As Courtney asked me to recount Cydney’s words, and I did. I elaborated and said “I knew she was asking me about the sweater to know I was alright. The sweater she’s talking about was Timile’s. I could hear she rehearsed her script before she spoke.”

“See, she just wanted to know where was her black [and white] sweater,” my sister said with a laugh. I pulled out my phone to show her our mother a picture she texted, from when I went to visit her in the hospital the previous June. My sister laughed and repeated her statement about the black sweater, once again. In other words, what each woman in my life explained in their own way, was their need for security; to know I am alright. Or at least, this is how I know how to explain it.

It was past 2am, Sunday morning. Thursday night, I cleaned and rearranged Cydney’s room. Friday night, I rearranged and cleaned the basement in my father’s home. I took Cydney to her soccer game, drove to Sunnyside and shot in the barbershop, then had a studio session until 1am. I was tired and my sister insisted I stayed over and napped before I drove home. Ever the chef and creative, my sister offered to make a meal, stating I had lost too much weight and needed to eat.

“You’re in luck today,” Courtney said as she pulled out some Pillsbury Grands Biscuits, eggs, Canadian bacon, and coffee-flavored gouda cheese I bought for her from Sunnyside.

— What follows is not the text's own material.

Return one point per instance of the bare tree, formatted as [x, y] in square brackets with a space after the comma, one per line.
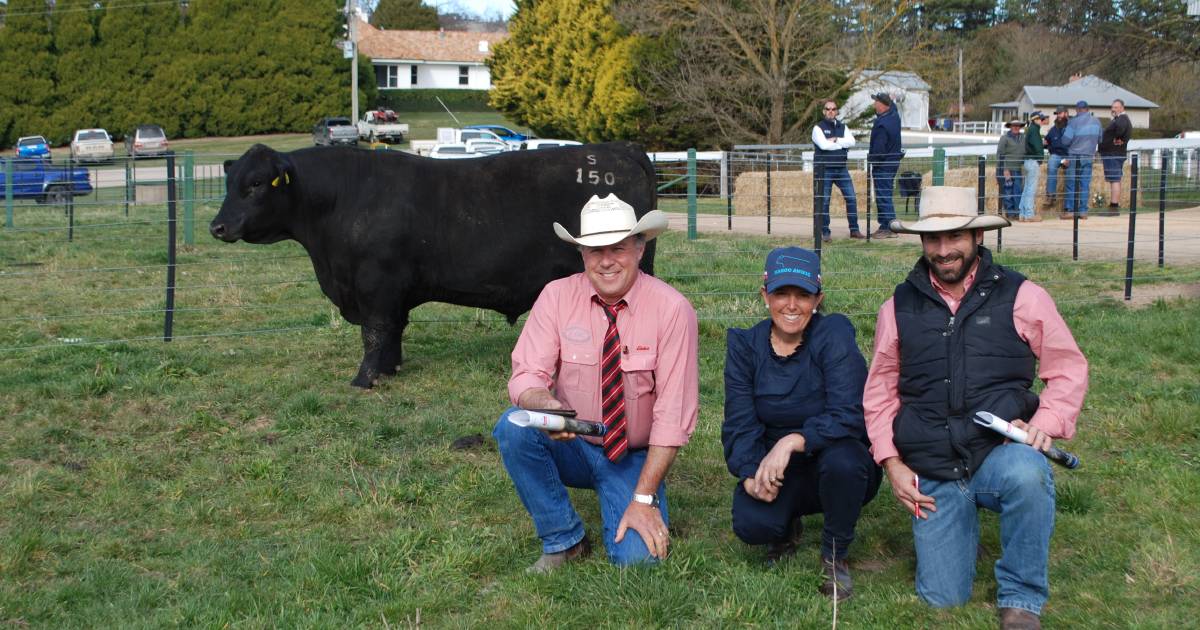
[755, 70]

As she began to prepare, I told my sister how I became an expert in Pillsbury Grands Biscuits.

In the summer of 2007, the first summer Timile and I spent together in our relationship, we lived off Grands Biscuits. We were broke college students, who attempted to do the best with what we had, as Timile entered her senior year and I embarked on my third semester as a senior.

“We ate Grands Biscuits with jelly, cream cheese and jelly, eggs and cheese and bacon, cream cheese and jelly, you name it,” I said to my sister, while I pictured those days in my mind.

As my sister continued to prepare, I noticed a bottle of chocolate syrup next to the biscuits. I asked if she had ever made anything with chocolate and Grands Biscuits. At first, I asked Courtney if she planned to use the chocolate, which she replied she never had before. While I explained, I realized the reason I asked was because of my love of chocolate croissants.

“It just kind of became my thing. Whenever I go to the coffee shop, it’s what I get and everyone who works there knows it is part of my order,” I said. Courtney listened and after a pause, she said “Chocolate Croissant. That sounds like it needs to be a song; like “You’re my chocolate croissant,”’ she said with a look of imaginative romance.” Who and what girl does not want to be a blissful pastry to someone?

My wheels began to spin. Courtney had been on a roll in the kitchen and not because of what she had begun to cook.